Two scenarios:
- I take a vision or language model which was cutting edge in 2000, and run it with a similar amount of compute/data to what's typically used today.
- I take a modern vision or language model, calculate how much money it costs to train, estimate the amount of compute I could have bought for that much money in 2000, then train it with that much compute
In both cases, assume that the number of parameters is scaled to available compute as needed (if possible), and we generally adjust the code to reflect scalability requirements (while keeping the algorithm itself the same).

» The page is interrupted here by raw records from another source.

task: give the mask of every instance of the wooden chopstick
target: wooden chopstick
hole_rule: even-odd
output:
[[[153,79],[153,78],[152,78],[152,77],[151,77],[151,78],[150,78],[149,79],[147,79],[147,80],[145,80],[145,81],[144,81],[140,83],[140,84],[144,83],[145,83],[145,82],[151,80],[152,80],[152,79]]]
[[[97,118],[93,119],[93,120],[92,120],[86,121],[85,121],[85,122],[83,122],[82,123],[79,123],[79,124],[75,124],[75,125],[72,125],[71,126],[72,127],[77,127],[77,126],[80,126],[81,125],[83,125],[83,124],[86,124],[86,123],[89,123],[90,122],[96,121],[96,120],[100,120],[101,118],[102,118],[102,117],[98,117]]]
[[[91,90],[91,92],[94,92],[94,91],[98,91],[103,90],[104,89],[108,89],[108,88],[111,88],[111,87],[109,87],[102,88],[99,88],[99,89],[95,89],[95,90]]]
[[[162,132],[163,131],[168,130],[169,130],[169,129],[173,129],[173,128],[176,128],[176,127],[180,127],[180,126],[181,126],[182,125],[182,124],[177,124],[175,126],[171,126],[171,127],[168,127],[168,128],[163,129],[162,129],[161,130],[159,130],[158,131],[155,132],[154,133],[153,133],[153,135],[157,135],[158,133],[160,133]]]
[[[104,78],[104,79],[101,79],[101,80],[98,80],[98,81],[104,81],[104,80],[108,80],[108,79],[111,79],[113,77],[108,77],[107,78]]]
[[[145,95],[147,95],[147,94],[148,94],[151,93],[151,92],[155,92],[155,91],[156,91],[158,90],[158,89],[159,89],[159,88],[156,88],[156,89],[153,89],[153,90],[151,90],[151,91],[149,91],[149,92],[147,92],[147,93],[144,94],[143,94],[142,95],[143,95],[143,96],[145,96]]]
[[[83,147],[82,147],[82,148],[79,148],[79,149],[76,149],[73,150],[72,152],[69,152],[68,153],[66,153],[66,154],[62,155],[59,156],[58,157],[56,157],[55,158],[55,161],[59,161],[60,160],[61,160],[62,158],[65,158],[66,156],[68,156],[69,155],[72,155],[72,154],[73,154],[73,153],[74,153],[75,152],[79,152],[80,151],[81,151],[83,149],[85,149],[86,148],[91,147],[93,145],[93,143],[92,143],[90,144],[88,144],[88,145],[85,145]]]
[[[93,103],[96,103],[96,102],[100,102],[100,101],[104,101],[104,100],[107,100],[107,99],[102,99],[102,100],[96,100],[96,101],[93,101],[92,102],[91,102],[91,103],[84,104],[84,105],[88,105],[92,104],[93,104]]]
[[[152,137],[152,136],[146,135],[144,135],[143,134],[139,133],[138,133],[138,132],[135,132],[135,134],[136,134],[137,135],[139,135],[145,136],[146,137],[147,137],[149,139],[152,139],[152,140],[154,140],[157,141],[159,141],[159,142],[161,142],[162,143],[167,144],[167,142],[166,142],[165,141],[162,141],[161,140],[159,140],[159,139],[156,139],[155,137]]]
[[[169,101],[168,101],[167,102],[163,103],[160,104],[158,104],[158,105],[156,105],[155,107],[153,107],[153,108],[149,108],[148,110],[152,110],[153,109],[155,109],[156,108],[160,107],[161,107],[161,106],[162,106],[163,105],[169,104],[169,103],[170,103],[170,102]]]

Which of the two would perform better?
CLARIFICATION: my goal here is to compare the relative importance of insights vs compute. "More compute is actually really important" is itself an insight, which is why the modern-algorithm scenario talks about compute cost, rather than amount of compute actually used in 2000. Likewise, for the 2000-algorithm scenario, it's important that the model only leverage insights which were already known in 2000.
The algorithms that are used nowadays are basically the same as the algorithms that were known then, just with a bunch of tricks like dropout.
Suppose that you have 100 ideas that seem like they might work. You test them, and one of them does work. You then find a mathematical reason why it works. Is this insight of compute?
Even if most of the improvement is in compute, there could be much better algorithms that we just aren't finding. I would be unsurprised if there exists an algorithm that would be really scary on vacuum tubes.